The other young author is Aurelia Sue-Ann, a Sixth Grade student of Mae’s Primary School who, according to a Stabroek News article last October, penned her first book of poetry entitled ‘A Little Poet’s World’ at age 10.The book was launched at her school where her class teacher commented on Aurelia’s vocabulary command and her love of reading. She has read books based on Greek mythology and Shakespeare among others, starting at four years old, and began writing poetry at five, according to her mother Susan Ibrahim.

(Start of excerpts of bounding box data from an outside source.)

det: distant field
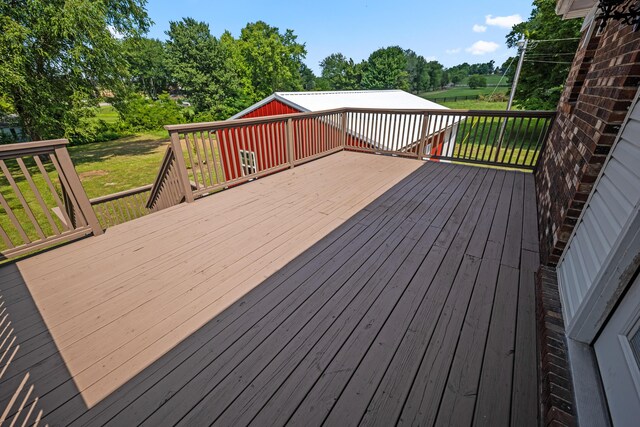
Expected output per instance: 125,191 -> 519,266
459,74 -> 509,86
420,86 -> 509,99
95,105 -> 119,123
437,99 -> 507,110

Finally, there’s a young lady who was born in Guyana 25 years ago but moved with her family to the U.K. at age seven. A year ago, Letitia Michelle Wright exploded onto the global scene, and screen, in a movie role that helped earn the blockbuster film Black Panther a $1.3 billion box office draw, making it the highest-grossing superhero film ever. In fact Wright, who repeatedly references her Guyanese heritage, has become the highest-grossing box office star of 2018 with her four movies raking in a mind-boggling $1.5 billion.
Her role as Shuri, the teenage sister of the film’s title character, the king of fictional Wakanda, has people talking. That’s putting it mildly. Shuri is described as having ‘genius level intellect’ and is the mastermind behind her country’s most astonishing technological innovations. Letitia’s obvious intelligence, charisma, and beauty seem tailor-made for the part. As such, she is on par with the other actors including big names like Angela Basset, Forrest Whittaker, and Lupita Nyong’o. A Spokesman review called her acting ‘vibrant, funny, and cool’ and ‘the scene-stealer of the movie’.

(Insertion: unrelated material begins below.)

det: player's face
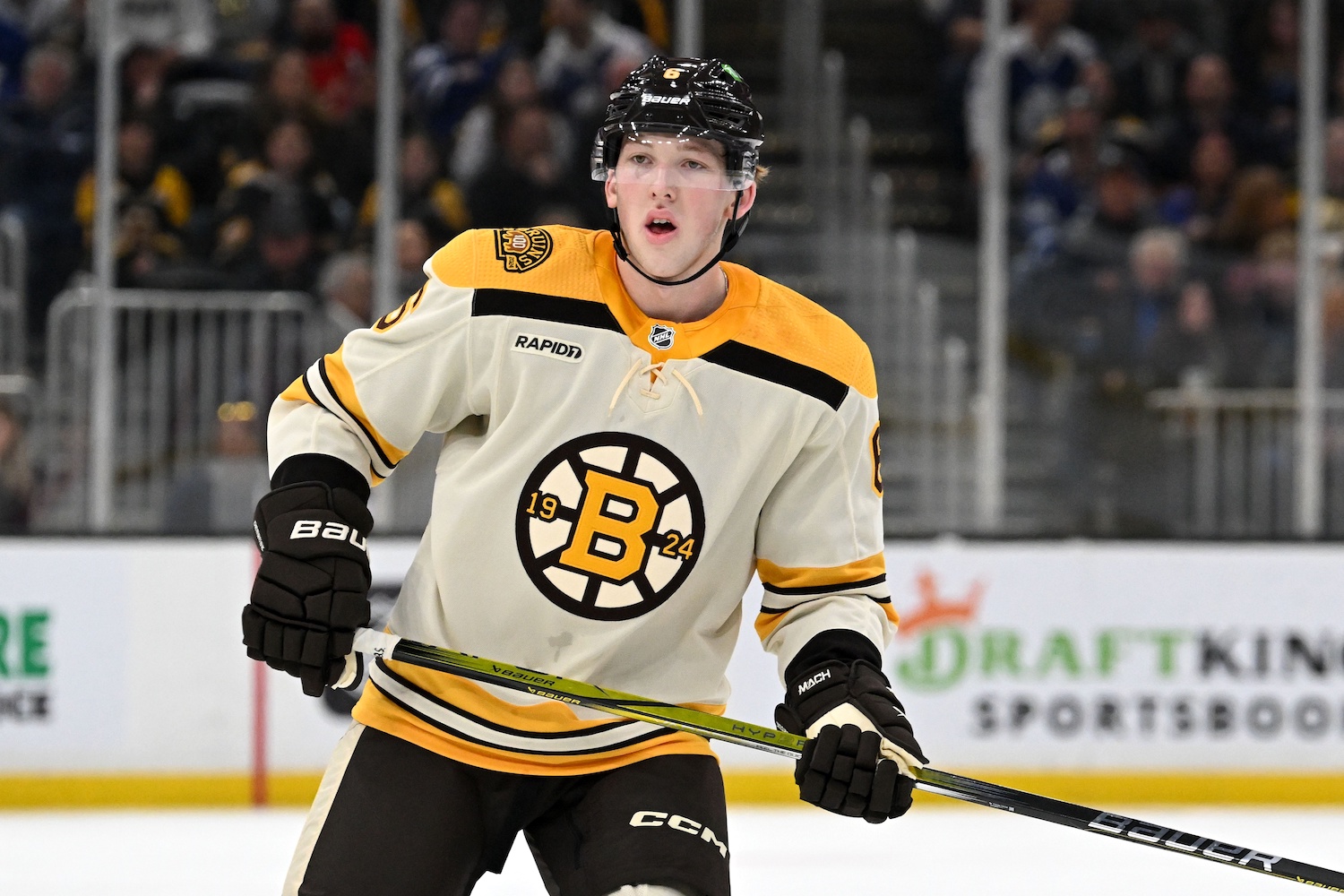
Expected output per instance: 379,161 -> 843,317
607,135 -> 755,280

Speaking to her ‘Guyaneseness’ Letitia said, “It makes me feel really, really proud that as a young Guyanese woman, you know, people are being inspired, and just for them to also know that I rep Guyana wherever I go, and … for any one back home that may say ‘I always wanted to be an actor … just to know that they can do it too … it’s an honour; it’s an honour, to do that for my country.” She also brings her faith into the picture, speaking of a bout of crippling depression in 2015 during which she turned to God, the one, she revealed, who actually told her she would get the Black Panther role.

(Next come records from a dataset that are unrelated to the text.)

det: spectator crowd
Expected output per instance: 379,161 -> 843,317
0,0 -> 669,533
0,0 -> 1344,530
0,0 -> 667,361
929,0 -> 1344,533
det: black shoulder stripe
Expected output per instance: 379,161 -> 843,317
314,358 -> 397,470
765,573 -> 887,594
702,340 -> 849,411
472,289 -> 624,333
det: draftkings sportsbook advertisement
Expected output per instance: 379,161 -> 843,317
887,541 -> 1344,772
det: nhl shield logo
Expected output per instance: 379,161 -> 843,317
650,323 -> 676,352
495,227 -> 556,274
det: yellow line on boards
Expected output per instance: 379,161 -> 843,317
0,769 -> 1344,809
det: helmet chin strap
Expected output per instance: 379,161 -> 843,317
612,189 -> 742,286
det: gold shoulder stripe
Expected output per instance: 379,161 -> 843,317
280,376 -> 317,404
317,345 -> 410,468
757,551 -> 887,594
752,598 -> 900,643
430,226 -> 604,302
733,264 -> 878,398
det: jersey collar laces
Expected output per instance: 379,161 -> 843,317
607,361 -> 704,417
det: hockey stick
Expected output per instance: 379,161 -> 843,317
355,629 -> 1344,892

Well, there you have it – Guyana’s youth rising, hopefully to help blunt the harsh criticism of backwardness that has been leveled against us and our touted motto of ‘One People’. I suspect there are hundreds of youths right here in our country that have the potential to do what Letitia Wright, Aurelia Sue-Ann, Anaya Willabus, and Renata Burnette are doing. To this article, and to them, I add the hashtag #Guyanesegirlsreallydorock!